Frank Iemke Kooyman (Born Iemke Daniels Kooijman) (November 12, 1880 – September 13, 1963) was a hymnwriter who wrote several hymns used by the Church of Jesus Christ of Latter-day Saints.

Kooyman was born in Terschelling, West Frisian Islands, Netherlands on November 12, 1880. He moved to Amsterdam in 1897, and was baptized into the Church of Jesus Christ of Latter-day Saints in 1899. From 1902 to 1905 he served as an LDS missionary in the Netherlands. Kooyman spent most of his adult life living in Utah.

In 1929 he returned to the Netherlands as mission president and served in this capacity for four years, residing there with his wife and three children.

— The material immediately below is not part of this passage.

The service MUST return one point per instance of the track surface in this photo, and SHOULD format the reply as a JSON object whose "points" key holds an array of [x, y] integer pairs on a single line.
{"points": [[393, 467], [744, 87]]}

He wrote many articles that were published in the local press while in this capacity.

While mission president, Kooyman translated at least fifty hymns into Dutch and published a Dutch hymnal. He later assisted in making new Dutch translations of the Book of Mormon, Doctrine and Covenants and Pearl of Great Price. He translated the temple ordinances into Dutch.

Kooyman worked in the office of the Church Historian on his return from the Netherlands. He was on the committee that compiled the 1948 English hymnal of the LDS Church.

In the current English edition of the hymnal are the following hymns for which Kooyman wrote the text:
- "In Memory of the Crucified" (Hymn # 190)
- "How Beautiful Thy Temples Lord" (Hymn # 288)
- "Thy Spirit, Lord, Has Stirred Our Souls" (Hymn # 157)
- "Thy Will, O Lord, Be Done" (Hymn # 188)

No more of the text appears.